A live attenuated African swine fever virus (ASFV) vaccine candidate, produced by deletion of several genes belonging to multi-gene families MGF360 and 505 from virulent Benin 97/1 strain (BeninΔMGF), induces protection in pigs against parental virulent strain. In order to better define the safety and efficacy of this attenuated vaccine candidate and to understand protective mechanisms, we extended previous studies by intramuscular immunisation of pigs with the deletion mutant BeninΔMFG at different doses (102, 103, 104 TCID50), together with intranasal immunisation at the 103 dose. Results demonstrated a strong correlation between both doses and routes of immunisation of BeninΔMFG and the percentage of protection achieved, the onset of clinical signs, the viremia levels reached and the onset of death in non-protected pigs. The results show that the intramuscular route using high doses (104 TCID50) is the best option for immunisation. Only transient increase in temperature associated with a peak of virus genome levels was observed in most pigs after immunisation. Then, virus genome levels progressively decreased throughout the experiment until reaching low or undetectable levels in those protected pigs that survived after challenge. The IgM antibody responses following immunisation were detected between day 7–10 post-immunisation and remained at elevated levels for 10–18 days in most pigs before dropping. IgG was detected from day 15 to 21 post-immunisation and maintained at increased levels for the remainder of the experiment in most pigs. Induction of IFNγ and IL-10 was detected by ELISA in sera from some pigs immunised with 103 TCID50 by intramuscular or intranasal route at early times post-immunisation. IL-10 was also detected in serum from some non-protected pigs included in these groups after challenge.
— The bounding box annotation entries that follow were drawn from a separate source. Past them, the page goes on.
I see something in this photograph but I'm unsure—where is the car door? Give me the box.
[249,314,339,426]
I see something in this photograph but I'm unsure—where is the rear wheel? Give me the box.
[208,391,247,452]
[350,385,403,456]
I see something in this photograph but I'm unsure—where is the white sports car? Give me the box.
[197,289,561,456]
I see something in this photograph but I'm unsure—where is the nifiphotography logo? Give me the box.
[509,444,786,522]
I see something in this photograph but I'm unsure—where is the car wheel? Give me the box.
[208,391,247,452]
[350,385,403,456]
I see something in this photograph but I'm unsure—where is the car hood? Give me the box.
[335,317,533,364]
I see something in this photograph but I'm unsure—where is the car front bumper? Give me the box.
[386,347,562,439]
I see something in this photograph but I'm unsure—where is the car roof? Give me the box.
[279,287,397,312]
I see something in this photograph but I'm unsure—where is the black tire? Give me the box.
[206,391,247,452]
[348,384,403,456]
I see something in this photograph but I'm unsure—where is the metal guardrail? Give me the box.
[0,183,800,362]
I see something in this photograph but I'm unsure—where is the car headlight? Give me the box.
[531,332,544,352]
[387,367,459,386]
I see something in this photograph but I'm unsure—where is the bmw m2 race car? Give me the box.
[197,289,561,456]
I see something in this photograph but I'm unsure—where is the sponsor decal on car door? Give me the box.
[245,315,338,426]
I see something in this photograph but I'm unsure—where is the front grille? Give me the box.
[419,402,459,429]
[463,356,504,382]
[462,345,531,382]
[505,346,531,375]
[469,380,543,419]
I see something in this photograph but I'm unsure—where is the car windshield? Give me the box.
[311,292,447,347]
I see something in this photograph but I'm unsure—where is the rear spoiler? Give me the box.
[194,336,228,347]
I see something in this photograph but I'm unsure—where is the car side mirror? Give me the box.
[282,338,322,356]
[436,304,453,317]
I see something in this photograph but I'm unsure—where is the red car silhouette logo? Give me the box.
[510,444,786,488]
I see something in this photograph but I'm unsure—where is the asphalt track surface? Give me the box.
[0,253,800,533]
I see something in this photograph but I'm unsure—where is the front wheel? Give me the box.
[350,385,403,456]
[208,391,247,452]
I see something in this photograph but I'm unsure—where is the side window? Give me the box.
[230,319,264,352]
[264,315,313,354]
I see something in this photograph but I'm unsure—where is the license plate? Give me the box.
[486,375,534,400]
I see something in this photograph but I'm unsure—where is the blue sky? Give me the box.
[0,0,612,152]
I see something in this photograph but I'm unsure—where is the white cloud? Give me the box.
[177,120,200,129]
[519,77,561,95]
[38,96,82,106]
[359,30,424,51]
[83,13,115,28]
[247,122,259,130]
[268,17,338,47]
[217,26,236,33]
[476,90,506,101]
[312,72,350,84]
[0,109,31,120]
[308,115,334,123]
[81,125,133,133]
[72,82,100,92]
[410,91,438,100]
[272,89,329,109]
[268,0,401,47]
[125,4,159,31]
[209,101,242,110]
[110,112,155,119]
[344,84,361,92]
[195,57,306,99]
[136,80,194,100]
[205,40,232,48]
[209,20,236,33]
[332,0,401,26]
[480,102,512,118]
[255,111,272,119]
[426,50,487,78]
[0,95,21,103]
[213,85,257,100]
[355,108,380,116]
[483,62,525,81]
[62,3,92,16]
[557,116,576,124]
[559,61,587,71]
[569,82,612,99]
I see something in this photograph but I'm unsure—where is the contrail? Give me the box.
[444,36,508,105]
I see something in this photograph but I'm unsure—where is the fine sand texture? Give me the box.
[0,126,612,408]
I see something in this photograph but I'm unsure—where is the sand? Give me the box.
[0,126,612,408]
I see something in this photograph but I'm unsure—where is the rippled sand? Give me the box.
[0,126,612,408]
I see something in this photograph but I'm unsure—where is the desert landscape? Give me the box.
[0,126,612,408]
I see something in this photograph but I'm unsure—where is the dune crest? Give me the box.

机译:通过从强毒贝宁97/1品系(BeninΔMGF)中删除多个属于多基因家族MGF360和505的基因产生的减毒非洲猪瘟活疫苗(ASFV)候选疫苗,可诱导猪对亲本强毒株的保护。为了更好地确定这种减毒候选疫苗的安全性和有效性并了解保护机制,我们通过用不同剂量(10 2 ,10 < sup> 3 ,10 4 TCID50)以及10 3 剂量的鼻内免疫。结果表明,贝宁ΔMFG的剂量和免疫途径与获得保护的百分比,临床体征的发作,达到的病毒血症水平和未受保护的猪的死亡之间都具有很强的相关性。结果表明,高剂量(10 4 TCID50)的肌内途径是免疫的最佳选择。免疫后大多数猪只观察到与病毒基因组水平峰值相关的温度的短暂升高。然后,病毒基因组水平在整个实验过程中逐渐降低,直到在攻击后存活的受保护猪中达到低水平或无法检测到。在免疫后7-10天之间检测到免疫后的IgM抗体反应,并且在下降之前,大多数猪的IgM抗体水平在升高的水平下保持10-18天。从免疫后第15天到第21天检测到IgG,在其余实验中,大多数猪的IgG保持在升高的水平。在免疫后早期,通过肌内或鼻内途径用10 3 TCID50免疫的一些猪的血清中通过ELISA检测了IFNγ和IL-10的诱导。攻击后,在这些组中包括的一些未保护的猪的血清中也检测到IL-10。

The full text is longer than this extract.